Reputation: 50127
I'm hitting some quite major performances issues due to the use of "ORDER BY"-statements in my SQL-code.
Everything is fine as long as I'm not using ORDER BY-statements in the SQL. However, once I introduce ORDER BY:s in the SQL code everything slows down dramatically due to the lack of correct indexing. One would assume that fixing this would be trivial, but judging from forum discussions, etc this seems to be a rather common issue that I've yet to see a definitive and concise answer to this question.
Question: Given the following table ...
CREATE TABLE values_table ( id int(11) NOT NULL auto_increment, ... value1 int(10) unsigned NOT NULL default '0', value2 int(11) NOT NULL default '0', PRIMARY KEY (id), KEY value1 (value1), KEY value2 (value2), ) ENGINE=MyISAM AUTO_INCREMENT=2364641 DEFAULT CHARSET=utf8;
... how do I create indexes that will be used when querying the table for a value1-range while sorting on the value of value2?
Currently, the fetching is OK when NOT using the ORDER BY clause.

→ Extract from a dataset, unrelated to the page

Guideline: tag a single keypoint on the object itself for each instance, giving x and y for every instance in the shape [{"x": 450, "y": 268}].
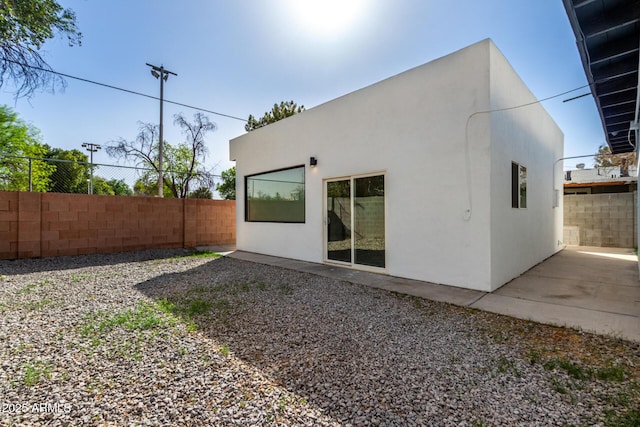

See the following EXPLAIN QUERY output:
OK, when NOT using ORDER BY: EXPLAIN select ... from values_table this_ where this_.value1 between 12345678 and 12349999 limit 10; +----+-------------+-------+-------+---------------+----------+---------+------+------+-------------+ | id | select_type | table | type | possible_keys | key | key_len | ref | rows | Extra | +----+-------------+-------+-------+---------------+----------+---------+------+------+-------------+ | 1 | SIMPLE | this_ | range | value1 | value1 | 4 | NULL | 3303 | Using where | +----+-------------+-------+-------+---------------+----------+---------+------+------+-------------+
However, when using ORDER BY I get "Using filesort": EXPLAIN select ... from values_table this_ where this_.value1 between 12345678 and 12349999 order by this_.value2 asc limit 10; +----+-------------+-------+-------+---------------+----------+---------+------+------+-----------------------------+ | id | select_type | table | type | possible_keys | key | key_len | ref | rows | Extra | +----+-------------+-------+-------+---------------+----------+---------+------+------+-----------------------------+ | 1 | SIMPLE | this_ | range | value1 | value1 | 4 | NULL | 3303 | Using where; Using filesort | +----+-------------+-------+-------+---------------+----------+---------+------+------+-----------------------------+
Some additional information about the table content:
SELECT MIN(value1), MAX(value1) FROM values_table; +---------------+---------------+ | MIN(value1) | MAX(value2) | +---------------+---------------+ | 0 | 4294967295 | +---------------+---------------+ ... SELECT MIN(value2), MAX(value2) FROM values_table; +---------------+---------------+ | MIN(value2) | MAX(value2) | +---------------+---------------+ | 1 | 953359 | +---------------+---------------+
Please let me know if any further information is needed to answer the question.
Thanks a lot in advance!
Update #1: Adding a new composite index (ALTER TABLE values_table ADD INDEX (value1, value2);) does not solve the problem. You'll still get "Using filesort" after adding such an index.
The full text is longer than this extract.